Boston officials warn of $80 million FY27 health‑care shortfall; propose 22.6% premium rate increase

Boston City Council Ways & Means Committee · February 26, 2026

Get AI-powered insights, summaries, and transcripts

Subscribe
AI-Generated Content: All content on this page was generated by AI to highlight key points from the meeting. For complete details and context, we recommend watching the full video. so we can fix them.

Summary

City finance officials told the Boston City Council Ways & Means Committee the city faces an $80 million jump in employer health‑care costs for FY27, driven by unusually high claims and greater GLP‑1 drug use; the administration proposed a 22.6% rate increase to replenish reserves and keep the self‑insured trust solvent.

Boston finance officials told the City Council’s Ways & Means Committee on Feb. 26 that the city is preparing for an unprecedented rise in employer health‑care costs that could add about $80 million to the FY27 operating budget.

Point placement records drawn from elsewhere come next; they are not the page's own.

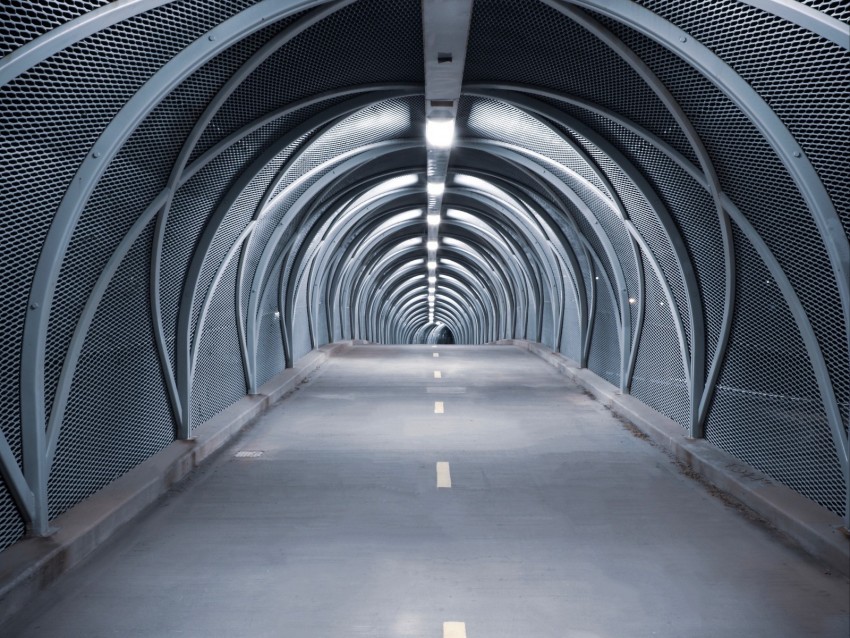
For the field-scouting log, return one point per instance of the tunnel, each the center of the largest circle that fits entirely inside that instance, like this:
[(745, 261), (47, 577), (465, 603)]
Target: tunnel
[(200, 196)]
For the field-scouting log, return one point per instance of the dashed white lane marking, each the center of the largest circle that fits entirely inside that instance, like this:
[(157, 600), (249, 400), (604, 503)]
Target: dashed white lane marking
[(248, 454), (444, 475)]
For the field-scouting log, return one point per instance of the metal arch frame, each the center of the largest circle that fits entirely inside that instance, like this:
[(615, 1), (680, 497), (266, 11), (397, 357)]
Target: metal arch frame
[(535, 243), (351, 158), (558, 242), (804, 16), (328, 258), (811, 343), (322, 232), (332, 170), (479, 252), (510, 153), (771, 127), (184, 372), (523, 249), (102, 284), (693, 297), (554, 216), (508, 288), (386, 262), (484, 302), (696, 365), (54, 248), (699, 176)]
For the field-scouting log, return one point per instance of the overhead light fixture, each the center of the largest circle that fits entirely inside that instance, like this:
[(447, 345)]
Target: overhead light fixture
[(440, 133), (435, 189)]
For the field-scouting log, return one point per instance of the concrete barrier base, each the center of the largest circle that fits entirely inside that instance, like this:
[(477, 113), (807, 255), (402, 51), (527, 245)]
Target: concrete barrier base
[(816, 530), (31, 565)]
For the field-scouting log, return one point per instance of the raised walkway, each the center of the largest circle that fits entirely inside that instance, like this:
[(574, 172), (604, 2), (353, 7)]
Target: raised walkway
[(442, 491)]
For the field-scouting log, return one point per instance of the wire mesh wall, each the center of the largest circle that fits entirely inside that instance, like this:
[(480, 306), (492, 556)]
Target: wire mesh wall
[(646, 192)]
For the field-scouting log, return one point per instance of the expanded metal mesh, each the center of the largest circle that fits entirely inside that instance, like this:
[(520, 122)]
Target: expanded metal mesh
[(22, 21), (549, 50), (118, 412), (804, 78), (604, 355), (12, 526), (219, 379), (755, 179), (767, 410), (659, 376)]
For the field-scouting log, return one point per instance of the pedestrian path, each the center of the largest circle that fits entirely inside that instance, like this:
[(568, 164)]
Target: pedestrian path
[(474, 494)]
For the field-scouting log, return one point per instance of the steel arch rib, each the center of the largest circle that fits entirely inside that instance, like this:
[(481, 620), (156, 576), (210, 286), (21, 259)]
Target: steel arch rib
[(81, 186)]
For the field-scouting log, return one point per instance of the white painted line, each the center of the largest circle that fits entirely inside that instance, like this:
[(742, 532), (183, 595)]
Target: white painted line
[(444, 475)]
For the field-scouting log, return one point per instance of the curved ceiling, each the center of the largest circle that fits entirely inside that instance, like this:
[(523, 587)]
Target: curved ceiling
[(197, 193)]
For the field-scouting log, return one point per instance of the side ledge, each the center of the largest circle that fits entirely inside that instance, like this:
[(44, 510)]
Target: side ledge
[(815, 529), (32, 564)]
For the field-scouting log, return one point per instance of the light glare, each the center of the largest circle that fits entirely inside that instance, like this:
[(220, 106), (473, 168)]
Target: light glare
[(436, 188), (440, 133)]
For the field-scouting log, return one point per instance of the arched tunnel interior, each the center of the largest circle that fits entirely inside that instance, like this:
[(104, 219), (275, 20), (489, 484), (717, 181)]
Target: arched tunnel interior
[(198, 193)]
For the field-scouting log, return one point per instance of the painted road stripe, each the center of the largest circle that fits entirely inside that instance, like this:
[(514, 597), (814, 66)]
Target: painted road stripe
[(444, 475)]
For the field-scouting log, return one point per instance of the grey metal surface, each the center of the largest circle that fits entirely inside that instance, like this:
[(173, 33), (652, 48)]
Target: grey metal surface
[(559, 522), (660, 194)]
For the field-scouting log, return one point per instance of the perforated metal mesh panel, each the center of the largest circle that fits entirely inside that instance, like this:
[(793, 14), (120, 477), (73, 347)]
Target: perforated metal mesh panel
[(115, 420), (22, 21), (756, 180), (12, 526), (604, 355), (219, 376), (804, 78), (659, 377), (549, 50), (767, 410)]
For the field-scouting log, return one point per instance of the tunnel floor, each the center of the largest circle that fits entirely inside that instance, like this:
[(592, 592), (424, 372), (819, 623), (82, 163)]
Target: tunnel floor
[(325, 520)]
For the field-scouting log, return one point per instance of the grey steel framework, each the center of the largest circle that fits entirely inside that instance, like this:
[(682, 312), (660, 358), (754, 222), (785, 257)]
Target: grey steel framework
[(196, 193)]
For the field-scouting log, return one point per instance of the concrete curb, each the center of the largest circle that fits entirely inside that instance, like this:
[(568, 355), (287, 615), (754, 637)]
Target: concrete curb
[(813, 528), (31, 565)]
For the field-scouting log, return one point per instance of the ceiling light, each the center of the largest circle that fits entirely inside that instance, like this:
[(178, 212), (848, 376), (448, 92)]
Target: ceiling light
[(435, 189), (440, 133)]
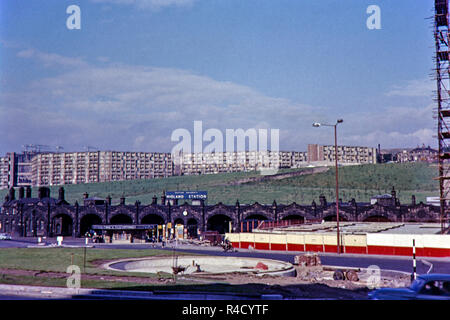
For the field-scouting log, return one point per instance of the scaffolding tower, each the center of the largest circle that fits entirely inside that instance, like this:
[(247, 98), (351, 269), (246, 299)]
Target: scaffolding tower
[(442, 42)]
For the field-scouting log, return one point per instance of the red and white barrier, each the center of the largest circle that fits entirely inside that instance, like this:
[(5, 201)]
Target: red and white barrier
[(427, 245)]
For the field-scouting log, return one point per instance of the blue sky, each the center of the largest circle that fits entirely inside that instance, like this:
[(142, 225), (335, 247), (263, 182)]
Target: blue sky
[(139, 69)]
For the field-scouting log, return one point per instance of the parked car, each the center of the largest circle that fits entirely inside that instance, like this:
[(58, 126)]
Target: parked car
[(425, 287), (5, 236)]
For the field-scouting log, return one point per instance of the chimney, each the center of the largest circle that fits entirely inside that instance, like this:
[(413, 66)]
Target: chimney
[(12, 194), (28, 192), (61, 194), (323, 200), (163, 198), (21, 193), (44, 192)]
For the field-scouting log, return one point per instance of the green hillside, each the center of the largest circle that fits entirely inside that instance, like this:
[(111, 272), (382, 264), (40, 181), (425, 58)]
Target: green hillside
[(359, 182)]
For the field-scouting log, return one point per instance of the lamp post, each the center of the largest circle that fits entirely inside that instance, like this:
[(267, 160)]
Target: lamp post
[(316, 125)]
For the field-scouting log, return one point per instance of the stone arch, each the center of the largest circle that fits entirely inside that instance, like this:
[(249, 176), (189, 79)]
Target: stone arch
[(87, 221), (294, 217), (62, 224), (153, 211), (332, 217), (192, 212), (255, 216), (121, 218), (192, 226), (153, 218), (377, 218), (218, 222)]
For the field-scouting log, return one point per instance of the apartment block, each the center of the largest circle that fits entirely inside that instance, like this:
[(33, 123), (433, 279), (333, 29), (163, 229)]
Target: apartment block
[(15, 169), (98, 166), (345, 154), (240, 161)]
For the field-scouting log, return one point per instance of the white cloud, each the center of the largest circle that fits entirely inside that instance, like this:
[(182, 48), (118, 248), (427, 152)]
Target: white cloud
[(51, 59), (413, 88), (149, 4), (137, 108)]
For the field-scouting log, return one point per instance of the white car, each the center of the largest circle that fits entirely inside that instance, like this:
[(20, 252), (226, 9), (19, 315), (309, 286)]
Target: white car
[(5, 236)]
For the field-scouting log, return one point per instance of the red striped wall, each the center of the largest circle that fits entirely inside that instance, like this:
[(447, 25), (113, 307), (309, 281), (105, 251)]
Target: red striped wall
[(379, 250)]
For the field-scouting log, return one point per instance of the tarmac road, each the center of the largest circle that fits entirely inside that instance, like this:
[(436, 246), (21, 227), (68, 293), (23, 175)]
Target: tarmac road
[(405, 264)]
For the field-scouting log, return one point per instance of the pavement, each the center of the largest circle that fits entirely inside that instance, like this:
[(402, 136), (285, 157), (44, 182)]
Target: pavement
[(397, 263), (12, 292)]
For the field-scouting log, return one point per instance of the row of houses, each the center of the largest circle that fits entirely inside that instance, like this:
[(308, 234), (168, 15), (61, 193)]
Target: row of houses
[(33, 168)]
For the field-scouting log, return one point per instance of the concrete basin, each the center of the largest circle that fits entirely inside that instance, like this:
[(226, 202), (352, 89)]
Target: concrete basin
[(204, 265)]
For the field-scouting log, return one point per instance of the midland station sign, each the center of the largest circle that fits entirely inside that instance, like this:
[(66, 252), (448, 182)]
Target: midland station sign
[(189, 195)]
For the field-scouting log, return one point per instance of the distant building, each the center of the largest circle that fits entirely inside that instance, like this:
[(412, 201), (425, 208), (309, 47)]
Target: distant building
[(98, 166), (15, 169), (240, 161), (419, 154), (346, 154)]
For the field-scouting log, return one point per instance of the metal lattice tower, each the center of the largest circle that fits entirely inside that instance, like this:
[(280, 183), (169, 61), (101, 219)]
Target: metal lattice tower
[(442, 41)]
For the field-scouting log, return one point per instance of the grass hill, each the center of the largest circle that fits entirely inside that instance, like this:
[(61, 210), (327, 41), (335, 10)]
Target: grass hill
[(359, 182)]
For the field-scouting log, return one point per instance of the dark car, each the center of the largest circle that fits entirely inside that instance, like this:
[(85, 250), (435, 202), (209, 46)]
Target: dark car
[(425, 287), (5, 236)]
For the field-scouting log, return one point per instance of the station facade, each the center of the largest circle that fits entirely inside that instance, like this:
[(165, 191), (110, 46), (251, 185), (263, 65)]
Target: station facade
[(46, 216)]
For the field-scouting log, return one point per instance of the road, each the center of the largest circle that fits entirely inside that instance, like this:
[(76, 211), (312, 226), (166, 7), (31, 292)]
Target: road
[(405, 264)]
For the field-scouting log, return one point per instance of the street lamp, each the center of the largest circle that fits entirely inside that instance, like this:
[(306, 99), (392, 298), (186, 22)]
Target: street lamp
[(317, 125)]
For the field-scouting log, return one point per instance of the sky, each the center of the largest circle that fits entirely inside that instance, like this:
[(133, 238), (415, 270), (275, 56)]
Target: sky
[(137, 70)]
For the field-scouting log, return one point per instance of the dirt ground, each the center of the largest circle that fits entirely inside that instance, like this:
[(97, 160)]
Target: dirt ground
[(310, 282)]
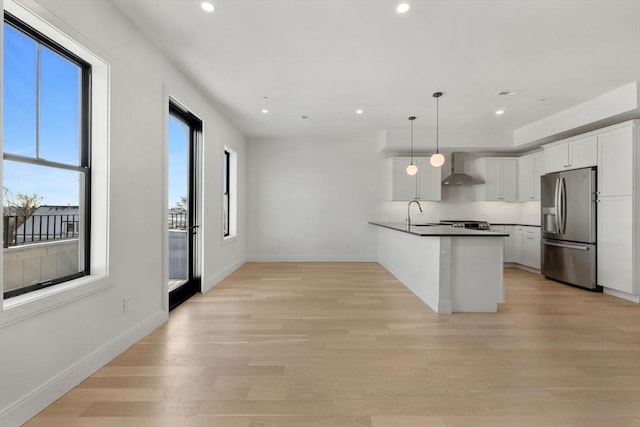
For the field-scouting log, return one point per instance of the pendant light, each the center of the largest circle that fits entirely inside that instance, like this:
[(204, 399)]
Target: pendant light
[(412, 169), (437, 159)]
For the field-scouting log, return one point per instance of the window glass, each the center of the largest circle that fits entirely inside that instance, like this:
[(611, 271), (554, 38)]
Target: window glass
[(59, 108), (45, 174), (19, 92)]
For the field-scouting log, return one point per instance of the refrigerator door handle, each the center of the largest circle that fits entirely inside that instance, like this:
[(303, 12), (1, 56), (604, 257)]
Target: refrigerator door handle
[(564, 245), (563, 206), (557, 205)]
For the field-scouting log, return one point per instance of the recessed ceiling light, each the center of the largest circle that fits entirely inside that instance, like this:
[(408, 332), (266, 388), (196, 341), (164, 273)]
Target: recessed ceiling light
[(403, 8), (207, 7)]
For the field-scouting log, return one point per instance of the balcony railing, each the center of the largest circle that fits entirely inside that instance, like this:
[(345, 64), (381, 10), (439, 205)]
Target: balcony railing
[(177, 220), (20, 230)]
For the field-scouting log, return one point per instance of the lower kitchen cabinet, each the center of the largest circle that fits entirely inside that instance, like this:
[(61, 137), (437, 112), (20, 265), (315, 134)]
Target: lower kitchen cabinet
[(522, 246), (615, 243)]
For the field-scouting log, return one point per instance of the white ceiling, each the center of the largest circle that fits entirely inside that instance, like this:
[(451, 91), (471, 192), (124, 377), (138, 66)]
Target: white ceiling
[(327, 58)]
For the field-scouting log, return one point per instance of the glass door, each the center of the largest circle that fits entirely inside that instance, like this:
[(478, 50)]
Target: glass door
[(184, 132)]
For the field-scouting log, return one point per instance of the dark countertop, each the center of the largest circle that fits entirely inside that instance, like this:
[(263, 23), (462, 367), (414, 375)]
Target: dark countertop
[(437, 230)]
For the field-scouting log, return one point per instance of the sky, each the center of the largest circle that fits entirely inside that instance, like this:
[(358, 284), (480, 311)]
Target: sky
[(58, 130)]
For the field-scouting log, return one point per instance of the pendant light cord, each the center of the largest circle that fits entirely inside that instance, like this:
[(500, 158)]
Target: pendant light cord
[(411, 141), (411, 119), (437, 123)]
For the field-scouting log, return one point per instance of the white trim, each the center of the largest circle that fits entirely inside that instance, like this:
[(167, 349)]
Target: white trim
[(220, 276), (30, 404), (312, 258), (233, 195), (34, 303)]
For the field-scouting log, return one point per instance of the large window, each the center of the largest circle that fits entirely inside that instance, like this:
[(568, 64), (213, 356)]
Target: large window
[(226, 162), (229, 194), (46, 161)]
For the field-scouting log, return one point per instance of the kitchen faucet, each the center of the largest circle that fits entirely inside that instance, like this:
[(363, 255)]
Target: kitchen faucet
[(409, 211)]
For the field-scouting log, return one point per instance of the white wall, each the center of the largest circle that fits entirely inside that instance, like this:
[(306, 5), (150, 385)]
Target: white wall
[(310, 199), (43, 355)]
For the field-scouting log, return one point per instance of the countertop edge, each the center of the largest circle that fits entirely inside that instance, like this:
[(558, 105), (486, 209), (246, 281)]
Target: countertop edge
[(438, 231)]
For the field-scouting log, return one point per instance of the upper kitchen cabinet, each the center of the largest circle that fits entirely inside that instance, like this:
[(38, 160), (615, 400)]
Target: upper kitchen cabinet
[(619, 210), (530, 168), (500, 178), (615, 162), (425, 185), (574, 153)]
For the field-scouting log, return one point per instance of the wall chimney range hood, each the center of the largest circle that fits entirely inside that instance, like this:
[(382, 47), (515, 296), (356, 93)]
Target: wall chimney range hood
[(458, 177)]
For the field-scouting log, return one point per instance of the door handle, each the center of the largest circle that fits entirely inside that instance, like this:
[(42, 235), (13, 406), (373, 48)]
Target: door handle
[(564, 245), (563, 205), (556, 203)]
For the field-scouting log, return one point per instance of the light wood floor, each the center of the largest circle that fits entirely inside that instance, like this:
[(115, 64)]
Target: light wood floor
[(327, 344)]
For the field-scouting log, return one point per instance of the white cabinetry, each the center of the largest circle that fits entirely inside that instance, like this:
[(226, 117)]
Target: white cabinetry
[(425, 185), (531, 247), (510, 244), (530, 168), (575, 153), (618, 210), (501, 179), (522, 246), (517, 245)]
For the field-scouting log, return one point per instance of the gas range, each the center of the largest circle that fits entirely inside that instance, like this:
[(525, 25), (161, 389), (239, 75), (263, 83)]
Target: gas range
[(459, 223)]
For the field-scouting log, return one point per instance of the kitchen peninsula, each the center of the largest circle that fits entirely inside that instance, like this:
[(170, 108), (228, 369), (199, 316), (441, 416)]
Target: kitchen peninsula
[(449, 269)]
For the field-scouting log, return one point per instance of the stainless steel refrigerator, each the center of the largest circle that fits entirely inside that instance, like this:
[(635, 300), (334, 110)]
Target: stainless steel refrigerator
[(568, 244)]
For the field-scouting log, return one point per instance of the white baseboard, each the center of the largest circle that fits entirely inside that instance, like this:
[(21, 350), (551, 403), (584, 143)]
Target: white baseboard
[(525, 268), (629, 297), (313, 258), (25, 408), (219, 277)]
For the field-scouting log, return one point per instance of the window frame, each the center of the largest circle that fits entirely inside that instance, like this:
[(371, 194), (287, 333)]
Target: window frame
[(84, 166), (226, 197), (33, 304)]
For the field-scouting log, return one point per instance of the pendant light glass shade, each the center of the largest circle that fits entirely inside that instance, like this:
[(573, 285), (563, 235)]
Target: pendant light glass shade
[(437, 159), (412, 169)]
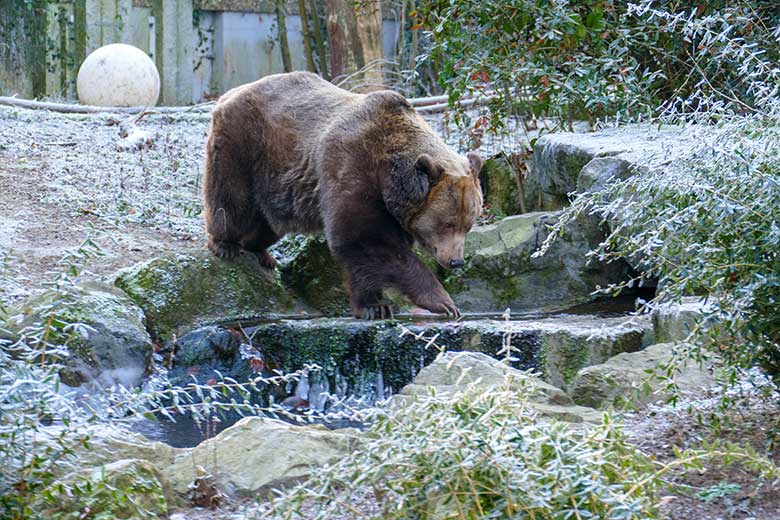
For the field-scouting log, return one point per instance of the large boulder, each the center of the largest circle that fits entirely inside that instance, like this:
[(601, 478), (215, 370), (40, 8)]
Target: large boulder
[(118, 75), (102, 329), (256, 455), (501, 272), (632, 379), (560, 159), (183, 291), (131, 489), (453, 372)]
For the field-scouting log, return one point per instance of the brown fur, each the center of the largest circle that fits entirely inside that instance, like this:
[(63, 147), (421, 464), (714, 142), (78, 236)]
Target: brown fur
[(293, 153)]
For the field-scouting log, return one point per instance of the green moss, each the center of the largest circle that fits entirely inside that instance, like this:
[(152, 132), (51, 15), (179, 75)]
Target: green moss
[(315, 277), (181, 292), (126, 489), (500, 187)]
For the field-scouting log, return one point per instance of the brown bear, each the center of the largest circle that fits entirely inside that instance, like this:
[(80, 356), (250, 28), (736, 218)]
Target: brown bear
[(292, 153)]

Ashley Grafenberger, the city’s chief financial officer, said Boston is self‑insured and pays claims from a health‑insurance trust fund. After years of running down a surplus to stabilize premiums, the fund was hit in FY25 by ‘‘a series of exceptionally high cost claims’’ and increased utilization of GLP‑1 medications, which together largely exhausted the city’s catastrophic reserve and left the trust near negative by the end of FY26. "We have a fiduciary responsibility to restore the trust and make sure we're able to pay claims," Grafenberger said.

To address the gap and rebuild a portion of the catastrophic reserve the administration proposed a 22.6% rate increase for the city’s non‑Medicare plan, which Grafenberger said would translate into roughly an $80 million increase in the operating budget and an example employee impact of about $148 more per month for a family on the Blue Cross Blue Shield standard HMO.

Grafenberger described two plan‑design interventions that could reduce the projected increase: implementing utilization management for nonspecialty drugs, which the administration says would lower the projected rate increase to about 20.3% and save an estimated $9.2 million relative to the 22.6% scenario; and discontinuing coverage of GLP‑1 drugs for weight loss, which the administration projected would lower the rate increase to about 17.3% and save just under $18 million relative to having no changes.

Councilors repeatedly pressed the administration for more granular data on what drove the FY25 claims spike, how much of the $80 million is attributable specifically to GLP‑1 drugs, and where departments plan to find reductions. Grafenberger said departments have submitted proposals for cuts and that the budget team is reviewing those options; she added the city is also examining central levers and the next PEC collective‑bargaining cycle but did not commit to specific headcount reductions.

The administration noted the city maintains two reserves — an incurred‑but‑not‑reported fund (IBNR) for expected, unpaid claims and a catastrophic reserve that the city holds at 10% of trust fund liabilities — and said the proposed rate increase is intended both to cover expected FY27 claims and to begin rebuilding the catastrophic reserve.

The chair of the committee said the mayor will deliver the balanced proposed budget on April 8, with further hearings scheduled (including a March 5 hearing that will examine non‑health topics), and the council will continue to request data from the administration as it prepares amendments and final votes.